Cosmetics Maker E.l.f. Beauty Announced Pricing of IPO, Shares Soar in First Day Trading


E.l.f. Beauty Inc. (NYSE:ELF), a discount cosmetics company, announced its pricing of IPO yesterday. Shares of the firm increased 59% in its debut on New York Stock Exchange on Thursday.

According to the statement, e.l.f. Beauty priced its IPO at $17.00 per share, which was higher than expectations of $14-$16 per share, for 8,333,333 shares of common stocks. 4,333,333 shares of common stocks will be sold by selling stockholders and another 4,000,000 shares of common stocks will be sold by e.l.f. Beauty itself. e.l.f. Beauty received $63.2 million before expenses, and selling shareholders received $68.5 million, according to the company.

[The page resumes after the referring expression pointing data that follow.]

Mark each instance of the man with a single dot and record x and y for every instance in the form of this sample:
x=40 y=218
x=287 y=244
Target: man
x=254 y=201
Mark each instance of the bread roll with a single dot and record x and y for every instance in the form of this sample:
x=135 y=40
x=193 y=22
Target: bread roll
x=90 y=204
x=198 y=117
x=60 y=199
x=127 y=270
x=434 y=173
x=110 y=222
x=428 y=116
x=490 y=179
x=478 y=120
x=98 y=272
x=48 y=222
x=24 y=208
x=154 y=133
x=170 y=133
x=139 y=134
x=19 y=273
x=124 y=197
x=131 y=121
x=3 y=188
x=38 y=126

The statement also said that the shares would be trading under the ticker “ELF” on September 22, 2016 on New York Stock Exchange. Underwriters have 30-day option to buy additional shares of common stock up to 1,250,000 shares from the selling shareholders at $17.00 per share. In addition, the offering was expected to close on September 27, 2016.

On the first day trading, stock opened at $24 per share and increased to the highest price of $27.09 per share. In the midday trading Thursday, the stock price was up 52% to $25.72 per share. The company was valued at more than $1 billion.

E.l.f. Beauty is a discount cosmetics company that sell beauty products at much cheaper prices, which are below prices in the department stores and specialty stores. The company said most of its products’ retailing price is at $6 or below. As of August, the company had nine retail stores in New York, and it also sold products online and in around 19,000 retail stores nationwide, such as Target, Walmart, and CVS. The company planned to open more stores in the United States, and expand its brands to skin care and more other products in the future.

In the offering, J.P. Morgan Securities LLC and Morgan Stanley & Co. LLC acted as joint lead book-running managers, in addition, Piper Jaffray & Co. and Wells Fargo Securities, LLC also acted as book-running managers. William Blair & Company, L.L.C., Cowen and Company, LLC, and other four companies acted as co-managers.